In the same way that Uber and Airbnb have “disrupted” the hotel and transportation industry, Deasey/Penner and Partners hope that their new software, called plumBid, will disrupt the luxury housing market.
Although it can vary between regional markets, luxury home builders typically define luxury housing as properties priced in excess of $1 million, which leads to higher expectations among both buyers and sellers.
PlumBid Inc. launched in the first week of July, and functions as a VIP bidding service for luxury home sales. If no one accepts the “preemptive” asking price before a predetermined auction date, then the listing will open up to a three-hour live auction.
The system is already being tested out by Los Angelenos trying to sell luxury homes. Retail executives Dave DeMattei and Patrick Wade are the owners of a Beverly Hills Italian-style estate, which they need to sell quickly after purchasing another home. They set the preemptive asking price at $11.5 million, and potential buyers have until July 26 to accept the price. After that, the exclusive 90210 property will go up for auction on plumBid.

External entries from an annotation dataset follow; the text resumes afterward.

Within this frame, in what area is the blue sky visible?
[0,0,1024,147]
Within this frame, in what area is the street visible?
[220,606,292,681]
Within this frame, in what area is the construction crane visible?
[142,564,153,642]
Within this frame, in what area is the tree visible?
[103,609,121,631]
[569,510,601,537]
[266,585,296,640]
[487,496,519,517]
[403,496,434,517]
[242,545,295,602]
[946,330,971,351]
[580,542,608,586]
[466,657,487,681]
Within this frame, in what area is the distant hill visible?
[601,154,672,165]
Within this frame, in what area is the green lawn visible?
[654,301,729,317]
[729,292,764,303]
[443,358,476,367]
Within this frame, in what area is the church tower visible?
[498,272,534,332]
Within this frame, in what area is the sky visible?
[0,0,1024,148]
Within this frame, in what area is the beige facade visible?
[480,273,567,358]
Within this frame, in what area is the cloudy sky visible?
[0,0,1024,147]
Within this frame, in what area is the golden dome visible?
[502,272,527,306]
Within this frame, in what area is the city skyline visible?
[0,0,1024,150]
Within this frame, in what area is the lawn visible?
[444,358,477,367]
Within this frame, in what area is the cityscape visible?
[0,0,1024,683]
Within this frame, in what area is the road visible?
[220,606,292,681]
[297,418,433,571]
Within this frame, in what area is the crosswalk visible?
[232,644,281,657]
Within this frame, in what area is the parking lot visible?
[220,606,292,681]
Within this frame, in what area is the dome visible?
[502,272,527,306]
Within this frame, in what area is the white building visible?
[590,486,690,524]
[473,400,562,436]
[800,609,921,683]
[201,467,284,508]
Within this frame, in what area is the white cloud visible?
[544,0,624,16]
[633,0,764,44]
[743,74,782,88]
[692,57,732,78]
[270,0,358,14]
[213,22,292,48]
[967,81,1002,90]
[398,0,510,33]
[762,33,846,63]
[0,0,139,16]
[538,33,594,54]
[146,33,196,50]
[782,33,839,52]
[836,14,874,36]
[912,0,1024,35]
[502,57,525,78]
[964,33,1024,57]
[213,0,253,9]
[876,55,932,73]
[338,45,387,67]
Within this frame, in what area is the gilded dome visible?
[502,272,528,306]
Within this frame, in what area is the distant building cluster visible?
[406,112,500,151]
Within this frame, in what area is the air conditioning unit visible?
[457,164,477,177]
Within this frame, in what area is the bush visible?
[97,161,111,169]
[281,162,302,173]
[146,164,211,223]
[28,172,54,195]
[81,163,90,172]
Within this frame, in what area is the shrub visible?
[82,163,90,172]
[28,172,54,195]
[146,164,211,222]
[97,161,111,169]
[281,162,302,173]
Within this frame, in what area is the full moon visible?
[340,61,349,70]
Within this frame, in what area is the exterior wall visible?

Unlike startups like Uber or Airbnb, plumBid wasn’t created by a young upstart looking to completely change the way the industry works. Instead, the 100-agent strong real estate brokerage firm simply wants to find better ways to sell luxury homes in 2015.
“We wanted to come up with a more efficient way to market a property,” said Deasy/Penner and Partners President George Penner.
To attract their first VIP users, Penner says that sellers on the online auction site won’t pay any fees; however, buyers will pay a 1.95% premium fee on the luxury home’s sale price.
There are already home auction sites offering traditional live auctioneers, but plumBid will use a “descending Dutch auction,” wherein the price starts high and decreases in increments.